Namun, seperti pengandaian yang sering muncul di film ini, Pak Purna yang nggak ngopi ternyata seorang yang kurang aware dengan sekitarnya. Dia kira orang yang selama ini di menjadi salah satu tim pentingnya akan selalu setia, ternyata dia tertusuk dari belakang.
Pengibaratan Pak Purna yang nggak ngopi tapi lebih suka ngeteh menjadi representasi di mana Pak Purna ini orangnya kurang aware terhadap sekitarnya. Kopi adalah perlambang kewaspadaan, dan teh lambang sifat yang santai.
Dalam dunia politik kecerobohan karena kurang aware dan terlalu percaya terhadap orang sekitar sering terjadi. Di sejarah Indonesia sendiri kita mengenal raja nan terkenal, yaitu Amangkurat I yang menjadi raja di Kerajaan Mataram yang merupakan cikal bakal Kesultanan Yogyakarta sekarang.
Dirinya yang berkuasa justru dikhianati oleh orang terdekatnya sendiri, yaitu para abdi dalem-nya dan keluarganya sendiri.
Selain itu ada pula pengkhianatan di dunia politik yang terkenal karenamerupakan cikal bakal berdirinya kerajaan terkuat se-nusantara, Majapahit. Saat itu Raden Wijaya yang merupakan pendiri Majapahit mengkhianati Pasukan Mongol yang membantunya melengserkan Jayakatwang, seorang raja yang membunuh Kertanegara, raja Singasari sekaligus mertua dari Raden Wijaya.
Para pasukan Mongol ibarat Pak Purna yang “suka ngeteh”. Mongol mengira partner terdekatnya, Raden Wijaya, akan menepati janjinya, tapi ternyata Raden Wijaya justru menumpas mereka setelah Jayakatwang berhasil mereka cabut nyawanya.

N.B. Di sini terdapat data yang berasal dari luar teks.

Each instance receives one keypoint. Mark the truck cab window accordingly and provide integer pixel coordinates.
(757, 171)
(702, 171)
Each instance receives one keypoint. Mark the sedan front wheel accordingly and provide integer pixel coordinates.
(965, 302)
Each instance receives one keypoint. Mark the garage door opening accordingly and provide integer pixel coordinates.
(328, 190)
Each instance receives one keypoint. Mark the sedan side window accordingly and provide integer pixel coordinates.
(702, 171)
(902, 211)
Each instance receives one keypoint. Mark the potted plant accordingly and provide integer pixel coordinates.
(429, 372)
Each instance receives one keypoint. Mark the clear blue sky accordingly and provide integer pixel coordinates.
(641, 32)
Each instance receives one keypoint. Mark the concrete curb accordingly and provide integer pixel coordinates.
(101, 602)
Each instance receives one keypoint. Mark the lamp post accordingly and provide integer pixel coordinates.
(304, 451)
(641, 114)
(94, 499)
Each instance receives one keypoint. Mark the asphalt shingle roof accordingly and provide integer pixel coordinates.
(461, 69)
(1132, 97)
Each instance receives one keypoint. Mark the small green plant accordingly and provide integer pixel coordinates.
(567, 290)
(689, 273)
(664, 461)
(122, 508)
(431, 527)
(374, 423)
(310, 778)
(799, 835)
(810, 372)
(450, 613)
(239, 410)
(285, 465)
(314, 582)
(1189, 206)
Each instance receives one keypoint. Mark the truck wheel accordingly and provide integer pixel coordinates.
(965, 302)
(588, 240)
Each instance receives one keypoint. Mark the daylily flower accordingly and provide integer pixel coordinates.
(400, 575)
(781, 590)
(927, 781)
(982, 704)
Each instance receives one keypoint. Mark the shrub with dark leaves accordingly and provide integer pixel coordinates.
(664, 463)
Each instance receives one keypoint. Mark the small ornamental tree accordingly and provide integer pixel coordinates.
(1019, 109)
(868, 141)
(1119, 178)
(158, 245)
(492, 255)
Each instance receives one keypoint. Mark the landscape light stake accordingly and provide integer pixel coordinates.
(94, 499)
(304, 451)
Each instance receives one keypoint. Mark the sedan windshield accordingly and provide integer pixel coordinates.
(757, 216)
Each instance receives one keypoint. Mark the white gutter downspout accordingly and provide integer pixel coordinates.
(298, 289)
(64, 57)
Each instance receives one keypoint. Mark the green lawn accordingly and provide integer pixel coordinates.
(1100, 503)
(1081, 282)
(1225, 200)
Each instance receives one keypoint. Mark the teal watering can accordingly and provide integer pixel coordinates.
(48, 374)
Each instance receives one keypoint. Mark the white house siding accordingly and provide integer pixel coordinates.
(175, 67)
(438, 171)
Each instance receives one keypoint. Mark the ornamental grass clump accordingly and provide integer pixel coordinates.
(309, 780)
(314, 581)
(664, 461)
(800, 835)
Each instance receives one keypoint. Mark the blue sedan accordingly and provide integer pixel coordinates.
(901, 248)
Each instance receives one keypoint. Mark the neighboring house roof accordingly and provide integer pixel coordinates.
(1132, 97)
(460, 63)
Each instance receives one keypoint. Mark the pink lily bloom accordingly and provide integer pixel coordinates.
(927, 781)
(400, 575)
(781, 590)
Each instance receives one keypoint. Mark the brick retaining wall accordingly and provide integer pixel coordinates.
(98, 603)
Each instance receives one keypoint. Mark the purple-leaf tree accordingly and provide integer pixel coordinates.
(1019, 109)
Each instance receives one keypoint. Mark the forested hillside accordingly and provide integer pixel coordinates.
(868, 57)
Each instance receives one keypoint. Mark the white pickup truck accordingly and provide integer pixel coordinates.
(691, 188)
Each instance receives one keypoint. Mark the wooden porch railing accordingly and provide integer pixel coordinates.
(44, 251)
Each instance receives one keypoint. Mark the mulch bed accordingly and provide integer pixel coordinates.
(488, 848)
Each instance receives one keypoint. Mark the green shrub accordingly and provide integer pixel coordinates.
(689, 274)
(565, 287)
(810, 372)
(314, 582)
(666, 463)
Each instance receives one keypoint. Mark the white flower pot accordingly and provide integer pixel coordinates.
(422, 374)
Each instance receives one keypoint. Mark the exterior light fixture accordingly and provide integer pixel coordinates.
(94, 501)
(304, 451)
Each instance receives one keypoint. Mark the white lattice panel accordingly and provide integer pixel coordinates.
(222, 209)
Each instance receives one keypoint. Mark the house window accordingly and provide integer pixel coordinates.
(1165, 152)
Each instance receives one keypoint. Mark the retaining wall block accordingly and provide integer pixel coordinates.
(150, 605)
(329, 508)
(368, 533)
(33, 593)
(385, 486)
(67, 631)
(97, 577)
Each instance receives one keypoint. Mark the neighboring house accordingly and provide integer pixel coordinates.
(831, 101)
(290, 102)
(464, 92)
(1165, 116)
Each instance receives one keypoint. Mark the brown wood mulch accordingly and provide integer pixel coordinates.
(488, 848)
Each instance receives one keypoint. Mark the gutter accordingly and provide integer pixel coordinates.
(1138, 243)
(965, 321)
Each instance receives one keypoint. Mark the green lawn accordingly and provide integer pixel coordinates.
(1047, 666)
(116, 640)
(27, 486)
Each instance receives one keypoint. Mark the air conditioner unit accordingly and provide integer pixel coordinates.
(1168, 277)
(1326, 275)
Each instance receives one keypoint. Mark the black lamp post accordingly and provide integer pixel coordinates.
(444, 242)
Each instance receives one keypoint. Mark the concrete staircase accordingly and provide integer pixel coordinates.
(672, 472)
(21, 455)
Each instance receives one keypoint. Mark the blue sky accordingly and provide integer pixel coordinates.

Sungguh plot cerita yang menarik kan?
Baca juga: Falsafah Kejawen Monkey D. Luffy
Sayangnya…
Namun, meskipun menjadi film yang penuh makna akan dunia politik, Autobiography memiliki satu hal yang bikin film ini kurang berkesan. Apa itu? Yap, ending-nya.
Penutup film berdurasi hampir 2 jam ini terkesan terburu-buru dan mendadak. Penyelesaian masalah seperti hanya 15 menit terakhir film ini. Sisanya? Sisanya adalah pengenalan cerita dan memunculkan masalah.
Permasalahan cara Autobiography menutup filmnya memang bikin tepok jidat. Selain karena masih memiliki masalah film-film Indonesia sejak jaman dulu, penutup yang kurang nendang bikin film ini jadi kurang berkesan.
Kalau kita berkaca dengan film-film yang pernah kita lihat, hal paling penting di sebuah film adalah penutupnya. Kenapa? Karena penonton akan jauh lebih mudah mengingat penutup film daripada poin-poin lainnya dalam sebuah film.
Jika saja Autobiography bisa menutup ceritanya dengan jauh lebih baik, bisa jadi film ini lebih ngena daripada realitanya sekarang.